Wednesday, September 10, 2008

The Barefoot Tales

My heart was broken today.
I was browsing through the Newsday website to be informed about the aerial spray that had to be done around where we live due to the West Nile cases, and found myself drawn to their "Photo of the Day" section. I love photography, so I'd thought I'd indulge my eyes with some mind blowing pictures.

They were mind blowing alright....
Most of the 170 pictures were images of the victims of terrorism, war, anti-government protestings, and different cases of natural disasters. They were all full of people in pain, in need, and in devastation, and this just broke my heart.

One thing I know from this is that it's evident that Jesus is coming very soon. But at the same time, I know I can't rejoice about what's going on around the world and how much I've become desensitized about the people in need. 

But what can a 30 year old with three young children and another baby on the way do to make an impact? Often times, I've felt that I am limited to do anything outside of my home because I have made that commitment to be focused on my children. But I realize, somewhere along the line, my perspective and attitude needed a realignment: to always be willing to be used as God's instrument no matter what stage of life I'm in. Just like the saying, "If life gives you lemons, make lemonade", wherever God puts us in life, (in our case, mothers with little ones), we need to be willing to serve God with our children by serving others. 

I always emphasize on how as a mom, our first ministry is our home. But we also need to be aware of what's going on around us to be His instruments.

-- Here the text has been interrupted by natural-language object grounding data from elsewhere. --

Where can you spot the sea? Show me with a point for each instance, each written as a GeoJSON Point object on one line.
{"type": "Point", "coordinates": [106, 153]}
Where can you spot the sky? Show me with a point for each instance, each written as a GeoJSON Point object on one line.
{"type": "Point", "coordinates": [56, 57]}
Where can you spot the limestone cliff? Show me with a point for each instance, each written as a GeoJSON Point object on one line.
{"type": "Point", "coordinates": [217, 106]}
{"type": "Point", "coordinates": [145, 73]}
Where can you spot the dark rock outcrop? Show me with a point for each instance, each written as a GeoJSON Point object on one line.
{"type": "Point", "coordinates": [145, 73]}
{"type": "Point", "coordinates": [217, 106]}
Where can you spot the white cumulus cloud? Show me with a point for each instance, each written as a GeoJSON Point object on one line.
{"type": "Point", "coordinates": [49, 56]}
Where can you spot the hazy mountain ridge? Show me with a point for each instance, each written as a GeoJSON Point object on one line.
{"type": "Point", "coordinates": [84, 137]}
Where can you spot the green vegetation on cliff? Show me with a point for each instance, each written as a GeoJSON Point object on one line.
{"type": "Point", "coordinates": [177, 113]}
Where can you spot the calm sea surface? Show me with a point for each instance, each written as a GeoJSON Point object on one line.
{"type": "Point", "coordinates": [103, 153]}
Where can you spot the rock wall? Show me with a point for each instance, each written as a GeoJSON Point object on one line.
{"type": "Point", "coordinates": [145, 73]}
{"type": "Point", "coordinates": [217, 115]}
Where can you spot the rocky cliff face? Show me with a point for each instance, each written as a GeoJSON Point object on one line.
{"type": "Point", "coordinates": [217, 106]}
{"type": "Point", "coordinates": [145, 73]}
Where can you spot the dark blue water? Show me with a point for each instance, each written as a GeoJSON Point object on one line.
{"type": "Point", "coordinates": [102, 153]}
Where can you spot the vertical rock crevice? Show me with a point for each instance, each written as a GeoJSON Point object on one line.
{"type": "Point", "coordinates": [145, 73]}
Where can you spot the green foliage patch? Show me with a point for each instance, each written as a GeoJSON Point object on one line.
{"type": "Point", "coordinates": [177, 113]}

I think for me, I focused too much on my children that I've gotten to the point where I turned self-focused. And often times, I've said no to God when He wanted me to reach out to someone in need. I know that as a mom of four little ones now, I can' exactly go to India or Haiti to help those who lost their homes due to severe flooding, but I know that I can definitely lift them up in my prayers and contribute in giving. I can also reach out to that mother who seems to need a break from chasing after her toddler, or encouraging that person who is struggling to find Jesus in her life. Whatever it is, it starts with our hearts. If we're willing, God will use us to make a difference. And yes, busy mothers can be a part of this. 
I saw some pictures of orphans my children's age, who lost their homes and their parents from the storms. As I tried to imagine, "what if that was my child?", I couldn't handle the emotions rushing in. But the truth of the matter is, they are God's children, and I can't imagine how much this is breaking His heart. I don't think I can push that image out of my mind. The hungry and shoeless children waiting to get their meal for the day. I can't forget what I've read in the New Testament when Jesus said (I can't quote word for word) if we feed the homeless and take care of the orphans, it is like doing the same for him. I hope that you will join me for the rest of this week to especially pray for those who lost everything from the series of storms we had last week. And I also hope that you as a mom will be able to teach the sharing of Christ's love with others as they watch you live out your faith.

1 comment:

bethany said...

Wow - your blog today really inspired me. It is so easy to know God's love, but not live it. And it is easy for me to be so focused on my family and immediate tasks that I can forget the world in which I live, and the many loves that need His love!